Frappée d’une maladie génétique du tissu conjonctif, Lorence Lefebvre fait face à des douleurs aiguës au quotidien. Une souffrance qui n’arrête pas la Namuroise : elle s’envolera cet été pour une mission écoresponsable en Indonésie. L’occasion de repousser ses limites. Celles imposées par sa maladie, surtout.

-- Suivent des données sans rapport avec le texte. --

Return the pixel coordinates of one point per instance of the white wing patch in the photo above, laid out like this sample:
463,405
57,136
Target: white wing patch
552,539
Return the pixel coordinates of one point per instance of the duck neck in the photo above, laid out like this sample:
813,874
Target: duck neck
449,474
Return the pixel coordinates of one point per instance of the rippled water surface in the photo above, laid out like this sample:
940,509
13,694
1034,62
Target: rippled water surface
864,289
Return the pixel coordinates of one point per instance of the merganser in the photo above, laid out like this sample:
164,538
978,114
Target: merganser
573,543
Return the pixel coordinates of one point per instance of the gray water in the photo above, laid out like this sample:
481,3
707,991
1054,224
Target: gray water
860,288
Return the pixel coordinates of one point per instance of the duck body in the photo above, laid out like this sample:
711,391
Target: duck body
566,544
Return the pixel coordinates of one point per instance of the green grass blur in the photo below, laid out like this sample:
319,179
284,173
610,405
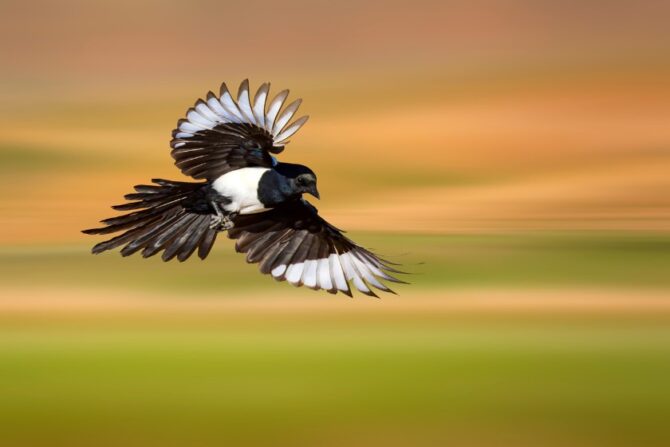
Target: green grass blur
343,375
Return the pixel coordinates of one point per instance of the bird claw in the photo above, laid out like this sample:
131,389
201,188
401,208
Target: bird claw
220,223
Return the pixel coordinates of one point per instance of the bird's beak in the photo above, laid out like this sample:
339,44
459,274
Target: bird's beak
313,191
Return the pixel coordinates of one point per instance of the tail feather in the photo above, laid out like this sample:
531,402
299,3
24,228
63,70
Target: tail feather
167,216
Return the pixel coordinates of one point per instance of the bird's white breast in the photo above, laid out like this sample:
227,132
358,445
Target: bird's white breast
241,188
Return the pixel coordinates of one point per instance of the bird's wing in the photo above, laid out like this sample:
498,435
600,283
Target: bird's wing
220,134
293,243
170,216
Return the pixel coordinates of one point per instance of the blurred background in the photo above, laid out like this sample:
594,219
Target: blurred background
513,155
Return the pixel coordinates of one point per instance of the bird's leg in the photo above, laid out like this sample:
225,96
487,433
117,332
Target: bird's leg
221,221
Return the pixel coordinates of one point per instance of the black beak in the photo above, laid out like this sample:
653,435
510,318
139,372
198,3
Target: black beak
313,191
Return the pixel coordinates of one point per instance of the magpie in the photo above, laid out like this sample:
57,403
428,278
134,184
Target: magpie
244,191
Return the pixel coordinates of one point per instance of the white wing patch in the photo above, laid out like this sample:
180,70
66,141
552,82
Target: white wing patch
224,109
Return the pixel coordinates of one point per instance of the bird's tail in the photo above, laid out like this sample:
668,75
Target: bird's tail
168,215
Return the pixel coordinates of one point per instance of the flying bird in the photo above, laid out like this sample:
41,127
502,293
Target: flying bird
243,190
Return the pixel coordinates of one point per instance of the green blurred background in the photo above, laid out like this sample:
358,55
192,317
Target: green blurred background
514,156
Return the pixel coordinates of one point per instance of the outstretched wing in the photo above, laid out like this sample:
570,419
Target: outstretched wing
293,243
220,134
170,216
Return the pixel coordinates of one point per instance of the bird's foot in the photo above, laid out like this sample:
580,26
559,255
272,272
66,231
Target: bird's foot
221,223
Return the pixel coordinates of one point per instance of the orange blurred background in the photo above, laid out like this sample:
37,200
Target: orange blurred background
513,155
428,116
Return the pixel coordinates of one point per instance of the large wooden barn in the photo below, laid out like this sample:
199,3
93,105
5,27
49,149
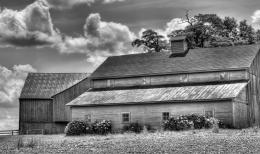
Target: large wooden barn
150,87
43,101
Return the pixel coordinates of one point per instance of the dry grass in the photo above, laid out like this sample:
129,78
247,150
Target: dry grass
194,141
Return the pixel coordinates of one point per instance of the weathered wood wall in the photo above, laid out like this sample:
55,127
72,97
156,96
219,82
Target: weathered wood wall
36,110
253,94
152,113
240,110
193,78
35,114
61,112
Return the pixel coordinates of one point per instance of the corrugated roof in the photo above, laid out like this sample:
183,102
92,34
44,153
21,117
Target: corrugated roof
185,93
45,85
201,59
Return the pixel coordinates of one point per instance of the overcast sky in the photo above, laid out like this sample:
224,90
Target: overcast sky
77,35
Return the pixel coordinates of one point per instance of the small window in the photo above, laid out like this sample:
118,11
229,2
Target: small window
87,118
125,117
165,116
209,114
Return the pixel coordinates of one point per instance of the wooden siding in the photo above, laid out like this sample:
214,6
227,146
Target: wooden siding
61,112
240,110
254,91
36,110
209,77
152,113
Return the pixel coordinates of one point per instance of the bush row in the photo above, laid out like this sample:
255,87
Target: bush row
182,122
192,121
82,127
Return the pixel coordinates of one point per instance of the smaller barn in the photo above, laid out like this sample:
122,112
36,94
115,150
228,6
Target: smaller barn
149,87
43,98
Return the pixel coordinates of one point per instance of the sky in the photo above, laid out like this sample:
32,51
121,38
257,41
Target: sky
78,35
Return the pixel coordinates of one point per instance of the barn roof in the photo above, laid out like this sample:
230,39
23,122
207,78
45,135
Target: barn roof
197,60
45,85
169,94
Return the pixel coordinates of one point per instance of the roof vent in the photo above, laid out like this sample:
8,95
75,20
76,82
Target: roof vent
179,46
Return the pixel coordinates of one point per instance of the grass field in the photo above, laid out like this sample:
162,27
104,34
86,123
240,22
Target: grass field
200,141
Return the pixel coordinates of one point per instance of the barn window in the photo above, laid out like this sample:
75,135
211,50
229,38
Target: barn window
165,116
209,114
125,117
87,118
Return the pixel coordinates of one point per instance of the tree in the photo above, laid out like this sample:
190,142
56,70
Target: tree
230,27
246,32
258,35
151,40
209,30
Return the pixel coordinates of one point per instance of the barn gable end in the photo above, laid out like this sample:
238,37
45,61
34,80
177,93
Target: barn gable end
39,103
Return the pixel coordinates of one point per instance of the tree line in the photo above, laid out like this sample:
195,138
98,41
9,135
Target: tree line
203,31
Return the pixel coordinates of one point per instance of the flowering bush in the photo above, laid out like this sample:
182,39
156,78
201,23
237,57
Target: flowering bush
76,128
102,127
180,123
133,127
193,121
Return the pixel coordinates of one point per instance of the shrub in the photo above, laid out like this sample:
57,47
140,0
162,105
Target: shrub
76,128
102,127
133,127
199,121
192,121
180,123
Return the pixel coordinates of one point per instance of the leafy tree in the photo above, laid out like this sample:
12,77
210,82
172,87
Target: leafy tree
151,40
209,30
246,32
258,35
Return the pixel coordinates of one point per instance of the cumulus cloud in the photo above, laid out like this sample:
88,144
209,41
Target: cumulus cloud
11,83
256,19
100,39
31,26
174,24
67,4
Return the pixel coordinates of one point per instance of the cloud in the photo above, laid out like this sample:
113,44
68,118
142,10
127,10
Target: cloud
174,24
256,19
100,39
68,4
31,26
11,83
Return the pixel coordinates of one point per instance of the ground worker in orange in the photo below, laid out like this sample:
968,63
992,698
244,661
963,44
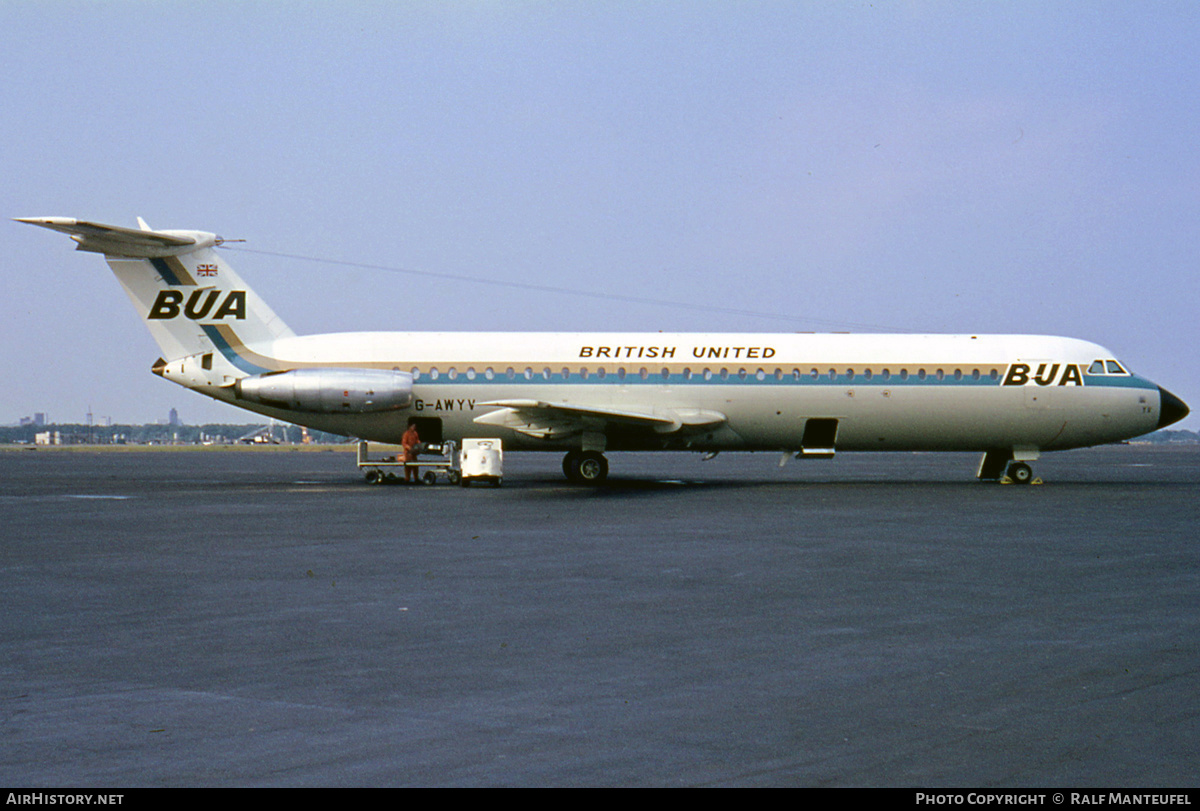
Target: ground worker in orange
409,442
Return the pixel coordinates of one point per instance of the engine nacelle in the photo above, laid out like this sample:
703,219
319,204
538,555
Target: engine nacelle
329,390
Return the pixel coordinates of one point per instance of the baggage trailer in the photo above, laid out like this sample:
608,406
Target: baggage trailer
389,469
481,460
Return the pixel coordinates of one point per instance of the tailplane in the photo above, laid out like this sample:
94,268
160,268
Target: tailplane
190,299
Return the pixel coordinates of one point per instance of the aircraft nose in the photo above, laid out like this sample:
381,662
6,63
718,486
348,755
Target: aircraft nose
1171,409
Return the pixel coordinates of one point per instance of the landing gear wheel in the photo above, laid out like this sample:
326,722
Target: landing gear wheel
1020,473
592,468
586,467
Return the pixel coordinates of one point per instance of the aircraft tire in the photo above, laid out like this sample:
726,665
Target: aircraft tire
1020,473
591,468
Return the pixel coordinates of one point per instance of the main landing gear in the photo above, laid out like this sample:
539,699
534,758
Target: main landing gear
1000,466
586,467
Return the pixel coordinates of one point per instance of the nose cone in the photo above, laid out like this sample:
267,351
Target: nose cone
1170,408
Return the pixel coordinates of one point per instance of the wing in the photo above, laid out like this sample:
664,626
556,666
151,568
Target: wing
543,420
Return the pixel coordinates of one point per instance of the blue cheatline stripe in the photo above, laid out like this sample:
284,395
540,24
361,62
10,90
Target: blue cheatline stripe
229,353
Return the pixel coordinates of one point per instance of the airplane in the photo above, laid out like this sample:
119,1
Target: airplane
1009,397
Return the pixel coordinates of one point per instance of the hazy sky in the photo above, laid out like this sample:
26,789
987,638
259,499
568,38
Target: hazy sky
931,167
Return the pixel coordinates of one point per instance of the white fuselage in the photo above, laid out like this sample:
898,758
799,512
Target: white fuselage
887,391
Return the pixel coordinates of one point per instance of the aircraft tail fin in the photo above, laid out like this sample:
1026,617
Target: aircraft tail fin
190,298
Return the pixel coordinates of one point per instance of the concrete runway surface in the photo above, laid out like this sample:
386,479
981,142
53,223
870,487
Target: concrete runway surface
267,619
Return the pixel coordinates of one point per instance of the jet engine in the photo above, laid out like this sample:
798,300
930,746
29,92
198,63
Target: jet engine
329,390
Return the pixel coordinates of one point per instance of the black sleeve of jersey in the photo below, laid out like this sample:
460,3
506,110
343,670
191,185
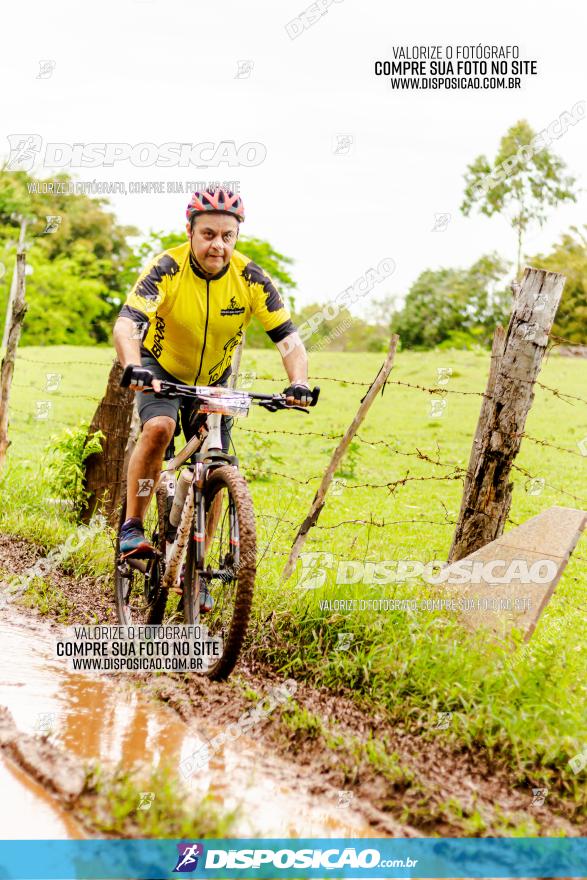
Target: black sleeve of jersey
281,331
134,314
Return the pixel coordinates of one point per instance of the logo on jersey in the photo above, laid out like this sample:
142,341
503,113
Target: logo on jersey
233,308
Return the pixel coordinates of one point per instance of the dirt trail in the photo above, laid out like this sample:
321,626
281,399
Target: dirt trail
107,718
289,784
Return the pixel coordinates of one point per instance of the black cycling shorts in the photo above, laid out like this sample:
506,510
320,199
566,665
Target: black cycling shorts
150,406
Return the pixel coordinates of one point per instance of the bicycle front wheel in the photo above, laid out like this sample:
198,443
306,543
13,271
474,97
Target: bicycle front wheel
229,567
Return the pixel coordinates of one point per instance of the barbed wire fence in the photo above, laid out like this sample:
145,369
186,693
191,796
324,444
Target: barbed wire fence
272,545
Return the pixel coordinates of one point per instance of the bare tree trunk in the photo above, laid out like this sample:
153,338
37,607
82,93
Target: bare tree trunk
510,392
18,312
104,471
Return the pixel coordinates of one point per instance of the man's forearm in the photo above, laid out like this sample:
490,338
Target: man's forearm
295,359
127,348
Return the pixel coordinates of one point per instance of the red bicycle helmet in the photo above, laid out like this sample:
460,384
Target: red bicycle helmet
217,201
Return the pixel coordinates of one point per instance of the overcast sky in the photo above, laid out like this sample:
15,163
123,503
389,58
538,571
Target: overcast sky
138,71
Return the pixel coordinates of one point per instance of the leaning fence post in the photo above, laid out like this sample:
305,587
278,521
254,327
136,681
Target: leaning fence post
320,496
15,318
510,392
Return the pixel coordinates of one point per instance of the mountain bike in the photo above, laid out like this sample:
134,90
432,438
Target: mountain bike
201,522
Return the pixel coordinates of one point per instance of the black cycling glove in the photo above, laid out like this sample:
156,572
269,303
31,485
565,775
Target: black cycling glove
134,375
300,393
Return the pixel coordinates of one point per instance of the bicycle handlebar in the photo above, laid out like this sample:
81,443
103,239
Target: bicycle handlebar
271,402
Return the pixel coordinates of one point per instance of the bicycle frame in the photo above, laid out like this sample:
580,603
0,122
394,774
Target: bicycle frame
211,443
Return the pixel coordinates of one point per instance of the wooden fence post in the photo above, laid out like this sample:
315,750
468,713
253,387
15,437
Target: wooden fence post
17,314
104,470
516,361
320,496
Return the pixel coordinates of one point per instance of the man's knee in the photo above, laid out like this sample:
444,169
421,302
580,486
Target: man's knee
158,431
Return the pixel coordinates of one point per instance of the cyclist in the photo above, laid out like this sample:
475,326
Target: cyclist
182,322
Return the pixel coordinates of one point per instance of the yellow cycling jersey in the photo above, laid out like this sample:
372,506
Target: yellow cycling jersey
194,324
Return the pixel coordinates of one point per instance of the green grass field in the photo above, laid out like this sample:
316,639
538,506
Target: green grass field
531,711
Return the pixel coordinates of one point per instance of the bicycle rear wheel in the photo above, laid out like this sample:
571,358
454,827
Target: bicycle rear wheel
139,598
229,567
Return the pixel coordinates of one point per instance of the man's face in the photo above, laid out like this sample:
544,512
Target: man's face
213,239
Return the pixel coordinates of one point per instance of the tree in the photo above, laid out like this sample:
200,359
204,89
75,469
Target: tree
521,183
80,271
454,306
569,256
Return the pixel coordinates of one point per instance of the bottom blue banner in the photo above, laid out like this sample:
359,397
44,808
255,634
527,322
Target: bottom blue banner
295,858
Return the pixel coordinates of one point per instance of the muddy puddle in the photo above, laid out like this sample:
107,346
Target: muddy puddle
106,718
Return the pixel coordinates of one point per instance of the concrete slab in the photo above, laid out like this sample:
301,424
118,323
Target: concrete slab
509,582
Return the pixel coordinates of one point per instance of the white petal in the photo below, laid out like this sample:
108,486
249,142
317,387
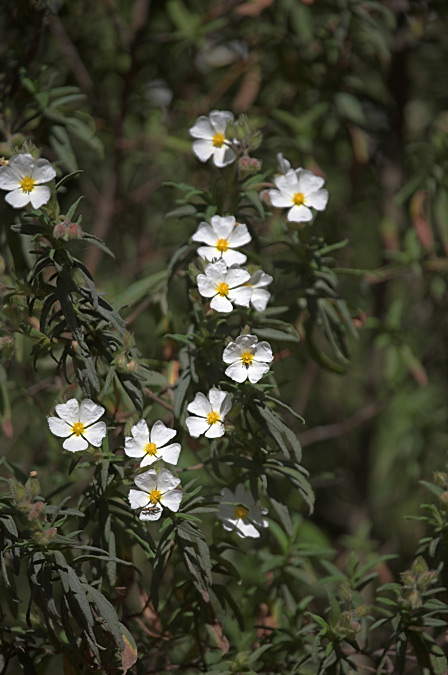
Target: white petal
318,200
203,150
152,513
90,412
200,405
22,164
138,499
148,459
17,198
202,128
241,296
69,411
263,352
209,253
237,372
223,156
58,427
281,200
140,432
288,182
308,182
240,236
75,443
43,171
205,234
299,214
146,481
232,257
221,304
166,481
134,447
170,453
236,276
9,179
220,119
223,226
196,426
95,433
206,286
260,298
172,499
217,271
215,431
160,434
217,398
256,371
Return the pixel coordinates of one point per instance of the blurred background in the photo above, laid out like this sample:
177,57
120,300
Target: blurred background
354,90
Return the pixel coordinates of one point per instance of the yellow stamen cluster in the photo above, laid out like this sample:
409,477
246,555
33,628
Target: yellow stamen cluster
155,496
27,184
298,198
222,289
213,417
222,245
240,512
247,357
218,140
78,428
151,449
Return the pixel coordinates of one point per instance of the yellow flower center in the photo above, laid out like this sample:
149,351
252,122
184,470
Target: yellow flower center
222,245
78,428
222,289
298,198
213,417
218,140
246,358
27,184
155,496
240,512
151,449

Pour nombre de personnes, l’annonce du diagnostic d’une maladie rare s’attaquant aux tissus de leur corps ferait l’effet d’une condamnation. Pas pour Lorence Lefebvre. C’est qu’elle l’a attendu longtemps, ce diagnostic. Quand les douleurs commencent, à l’adolescence, on met d’abord son malaise sur le compte de la croissance. En 2013, la souffrance devient insoutenable et on lui diagnostique une polyarthrite, lui accordant dans la foulée le statut d’handicapée. Sauf que malgré les traitements, les douleurs persistent, tant et si bien que Lorence décide après cinq ans sans changement d’arrêter de prendre ses médicaments, et de recommencer la valse des consultations pour enfin comprendre ce qui ne va pas dans son corps. Surprise, c’est au hasard d’un rendez-vous chez la dermatologue en octobre 2018 qu’elle entend parler pour la première fois du syndrome d’Ehlers-Danlos (SED). » Elle m’a dit : « Ah tiens, je me souviens, j’ai vu un truc qui ressemblait à ça pendant mes études » et quand je suis rentrée chez moi, j’ai immédiatement cherché des infos sur Internet. C’était très perturbant, parce qu’en me renseignant sur le sujet, j’avais l’impression que c’était de moi dont on parlait. J’en ai discuté avec mon généraliste, qui m’a dirigée vers une des très rares spécialistes du SED en Belgique. Après m’avoir auscultée, elle m’a déclaré que mon diagnostic était évident. » Une évidence aux allures de délivrance pour Lorence.
En terrain miné
Car au-delà de la souffrance physique, être atteinte d’une maladie rare (500 diagnostiqués SED à ce jour en Belgique) est aussi extrêmement épuisant pour le mental. » Devoir sans cesse continuer à chercher ce qui ne va pas, enchaîner les rendez-vous médicaux, réexpliquer continuellement les symptômes… On n’a jamais l’esprit en paix. Pour moi, avoir enfin le diagnostic correct a été une libération, j’ai enfin pu mettre un nom sur mes troubles. » Des troubles qui varient en intensité, mais qui font du corps de Lorence un terrain miné. » Le principal effet du SED, c’est que le collagène que je produis est d’extrêmement mauvaise qualité, ce qui veut dire que mon corps tout entier n’est pas assez soutenu. Concrètement, quand j’utilise une de mes articulations, elle n’est pas assez flexible, donc elle se déboîte quasiment à chaque mouvement, et ça tire sur les tendons, les muscles… En dehors des périodes de crise, c’est très douloureux, j’enchaîne les tendinites, les entorses et les luxations ; mais en période de crise, mon corps devient rigide et ne supporte plus rien. Même tenir une brosse à dents est compliqué. » Or, ces périodes de crise peuvent durer longtemps, parfois plusieurs mois, ce qui a contraint cette ex-cheffe de secteur dans une entreprise de titres-services à arrêter de travailler en 2018. » C’est en 2013 que mes douleurs sont devenues très difficiles à gérer, mais j’avais la volonté de travailler coûte que coûte et ne rien lâcher. En 2018, la souffrance est devenue insoutenable et, dès qu’on a diagnostiqué mon SED, j’ai été reconnue comme invalide et j’ai quitté la vie active. » Une transition bien plus difficile à accepter que son diagnostic.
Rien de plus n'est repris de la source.